Test of an Anxiety Sensitivity Amelioration Program for At-Risk Youth (ASAP-Y)

Ashley A Knapp a,b, Matthew Feldner b, Nicholas P Allan c, Norman B Schmidt d, Meghan E Keough e, Ellen W Leen-Feldner b
PMCID: PMC7784583  NIHMSID: NIHMS1551575  PMID: 31981802

Abstract

Objective:

Adult research supports the efficacy of targeting the malleable risk factor of anxiety sensitivity (AS) in preventing anxiety and related psychopathology. However, very little work has evaluated the impact of AS reduction among youth, which is unfortunate given adolescence is a “core risk” period in terms of disorder onset.

Method:

The primary project aim was to test the effects of an Anxiety Sensitivity Amelioration Program for Youth (ASAP-Y) among a sample of 88 youth aged 10-14 years with elevated AS. High AS youth and a parent were randomly assigned to either the ASAP-Y, which consisted of psychoeducation and experimenter-led and parent-led exposures, or a general health information control condition.

Results:

Youth AS levels in both conditions decreased from baseline to the one-month assessment, but this decrease was more pronounced at one-month for youth in the intervention condition. Further, significant indirect effects of condition on one-month anxiety and depression symptoms via reduced AS were detected. Homework compliance rates and self-report data support the acceptability of the ASAP-Y. Contrary to hypotheses, differences between conditions in emotional reactivity elicited using experimental psychopathology methods were not observed.

Conclusions:

The current findings offer preliminary support for the ASAP-Y as an acceptable selective preventive intervention for at-risk youth, with specific anxiety- and depression-related effects through reduced AS.

Keywords: anxiety sensitivity, anxiety, depression, preventive intervention, prevention, youth

Adolescence marks an important period in terms of psychological vulnerability (Dahl, 2004). Several disorders, such as anxiety and depression, emerge during the course of adolescence (Beardslee, Chien, & Bell, 2011; Kessler et al., 2012). These conditions negatively impact functioning and physical health, increase risk for other forms of psychopathology, and have a lasting impact for many youth into their adult lives (Ames & Leadbeater, 2018; Copeland, Angold, Shanahan, & Costello, 2014). These outcomes underscore the importance of developing evidence-based prevention strategies before and during the critical period of adolescence.

Anxiety sensitivity (AS) is a malleable cognitive risk factor that reflects beliefs pertaining to the harmful consequences of anxiety (Reiss & McNally, 1985). Although AS is a robust risk factor for panic, it can also be conceptualized as a transdiagnostic risk factor with relevance to other types of psychopathology, such as depression and other forms of anxiety (Naragon-Gainey, 2010; Noel & Francis, 2011; Olatunji & Wolitzky-Taylor, 2009), and a range of negative health behaviors (e.g., substance use; Otto et al., 2016). As such, AS modification may not only decrease panic vulnerability, but has the potential to attenuate the risk for development of other types of psychopathology.

A large body of work supports the malleability of AS (Naragon-Gainey, 2010; Olatunji & Wolitzky-Taylor, 2009). For example, Schmidt and colleagues (2007) found that a brief AS reduction training produced a 30% reduction in AS (compared to 17% in the control condition) and decreased likelihood of Axis I disorders at a two-year follow-up. In a follow-up study that included interoceptive exposure (IE) homework, Keough and Schmidt (2012) reported even larger reductions in AS at one and six-months post-intervention. Among the few preventive interventions that have targeted AS among youth (Conrod, Castellanos-Ryan, & Strang, 2010), Balle and Tortella-Feliu (2010) adapted the Australian FRIENDS anxiety prevention program to a six-session school-based program for high AS youth (11 to 17 years) and assessed AS, anxiety, and depression outcomes.

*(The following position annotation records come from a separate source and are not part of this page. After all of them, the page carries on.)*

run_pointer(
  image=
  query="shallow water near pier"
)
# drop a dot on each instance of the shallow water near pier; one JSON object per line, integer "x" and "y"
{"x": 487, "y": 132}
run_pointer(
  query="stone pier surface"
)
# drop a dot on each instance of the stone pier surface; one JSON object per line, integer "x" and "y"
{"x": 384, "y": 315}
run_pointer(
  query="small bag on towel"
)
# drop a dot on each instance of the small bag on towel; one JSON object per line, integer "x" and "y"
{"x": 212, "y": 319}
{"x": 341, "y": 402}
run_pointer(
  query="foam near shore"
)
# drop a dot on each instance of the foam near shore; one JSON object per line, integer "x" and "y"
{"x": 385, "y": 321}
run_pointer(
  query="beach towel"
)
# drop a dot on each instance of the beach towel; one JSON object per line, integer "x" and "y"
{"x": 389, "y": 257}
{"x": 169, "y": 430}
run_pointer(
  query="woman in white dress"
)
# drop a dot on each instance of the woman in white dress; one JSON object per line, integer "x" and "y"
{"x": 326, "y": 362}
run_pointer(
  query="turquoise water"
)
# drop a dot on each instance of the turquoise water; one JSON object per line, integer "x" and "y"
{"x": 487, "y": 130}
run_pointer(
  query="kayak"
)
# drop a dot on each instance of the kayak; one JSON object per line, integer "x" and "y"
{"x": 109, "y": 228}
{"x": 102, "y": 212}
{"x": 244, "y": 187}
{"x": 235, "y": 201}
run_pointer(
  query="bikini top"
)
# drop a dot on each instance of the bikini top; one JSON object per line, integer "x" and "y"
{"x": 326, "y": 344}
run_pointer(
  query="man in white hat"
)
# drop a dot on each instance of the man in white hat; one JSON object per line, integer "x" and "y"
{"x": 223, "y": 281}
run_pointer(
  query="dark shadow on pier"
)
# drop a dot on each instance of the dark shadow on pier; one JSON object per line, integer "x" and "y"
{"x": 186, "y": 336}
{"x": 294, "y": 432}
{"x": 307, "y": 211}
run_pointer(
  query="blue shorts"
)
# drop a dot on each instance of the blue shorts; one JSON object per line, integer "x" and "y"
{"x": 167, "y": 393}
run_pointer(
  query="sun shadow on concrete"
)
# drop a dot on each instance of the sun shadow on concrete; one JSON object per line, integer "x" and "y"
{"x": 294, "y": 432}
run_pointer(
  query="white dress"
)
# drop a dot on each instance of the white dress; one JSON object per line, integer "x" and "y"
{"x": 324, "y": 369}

Condition differences were only detected at the 6-month follow-up, in that participants in the prevention condition evidenced decreased AS compared to controls. Although promising, this intervention was resource intensive and condition differences were limited to AS. Nonetheless, evidence indicates AS is malleable via brief psychosocial interventions and that such reductions impact anxiety, depression, and other psychopathology (Schmidt et al., 2007).

Consistent with theoretical perspectives on the importance of including parents in youth prevention protocols (Beardslee et al., 2011), converging lines of empirical evidence underscore the benefit of parents in youth intervention efforts. Nonspecific anxiety and depression prevention programs that integrate parents evidence statistically and/or clinically significant anxiety reduction (Feldner, Zvolensky, & Schmidt, 2004), and “child plus parent” conditions outperform “child only” conditions (Pina, Zerr, Villalta, & Gonzales, 2012). Evidence from other prevention literatures suggest parent training can be an effective preventive intervention among youth (e.g., substance use; Mahabee-Gittens, Xiao, Gordon, & Khoury, 2013). Finally, parents are key agents in efforts to generalize exposure-related learning (Hirshfeld-Becker & Biederman, 2002), such as promoting learning experiences designed to reduce anxious responding to panic-relevant cues (e.g., IE exercises) in contexts outside the clinic/laboratory.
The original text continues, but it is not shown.